Arnold was also known as a popularizer of mathematics. Through his lectures, seminars, and as the author of several textbooks (such as Mathematical Methods of Classical Mechanics) and popular mathematics books, he influenced many mathematicians and physicists.[5][6] Many of his books were translated into English. His views on education were particularly opposed to those of Bourbaki.
Vladimir Igorevich Arnold was born on 12 June 1937 in Odesa, Soviet Union (now Odesa, Ukraine). His father was Igor Vladimirovich Arnold (1900–1948), a mathematician. His mother was Nina Alexandrovna Arnold (1909–1986, née Isakovich), a Jewish art historian.[4] While a school student, Arnold once asked his father on the reason why the multiplication of two negative numbers yielded a positive number, and his father provided an answer involving the field properties of real numbers and the preservation of the distributive property. Arnold was deeply disappointed with this answer, and developed an aversion to the axiomatic method that lasted through his life.[7] When Arnold was thirteen, his uncle Nikolai B. Zhitkov,[8] who was an engineer, told him about calculus and how it could be used to understand some physical phenomena. This contributed to sparking his interest for mathematics, and he started to study by himself the mathematical books his father had left to him, which included some works of Leonhard Euler and Charles Hermite.[9]

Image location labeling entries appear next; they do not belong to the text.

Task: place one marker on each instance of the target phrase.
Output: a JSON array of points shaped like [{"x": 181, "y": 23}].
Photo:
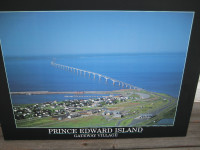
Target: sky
[{"x": 94, "y": 32}]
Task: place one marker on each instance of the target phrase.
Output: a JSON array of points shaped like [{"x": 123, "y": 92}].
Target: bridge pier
[
  {"x": 99, "y": 77},
  {"x": 120, "y": 83},
  {"x": 106, "y": 79},
  {"x": 113, "y": 82},
  {"x": 94, "y": 75}
]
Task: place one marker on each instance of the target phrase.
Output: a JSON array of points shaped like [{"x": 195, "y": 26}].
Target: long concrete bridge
[{"x": 94, "y": 74}]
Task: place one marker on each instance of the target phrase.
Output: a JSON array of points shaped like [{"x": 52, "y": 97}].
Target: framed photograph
[{"x": 98, "y": 70}]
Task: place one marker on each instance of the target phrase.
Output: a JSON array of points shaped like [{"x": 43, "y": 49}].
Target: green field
[{"x": 161, "y": 105}]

After graduating from Moscow State University in 1959, he worked there until 1986 (a professor since 1965), and then at Steklov Mathematical Institute.
In 1999 he suffered a serious bicycle accident in Paris, resulting in traumatic brain injury. He regained consciousness after a few weeks but had amnesia and for some time could not even recognize his own wife at the hospital.[12] He went on to make a good recovery.[13]
To his students and colleagues Arnold was known also for his sense of humour. For example, once at his seminar in Moscow, at the beginning of the school year, when he usually was formulating new problems, he said:
There is a general principle that a stupid man can ask such questions to which one hundred wise men would not be able to answer. In accordance with this principle I shall formulate some problems.[14]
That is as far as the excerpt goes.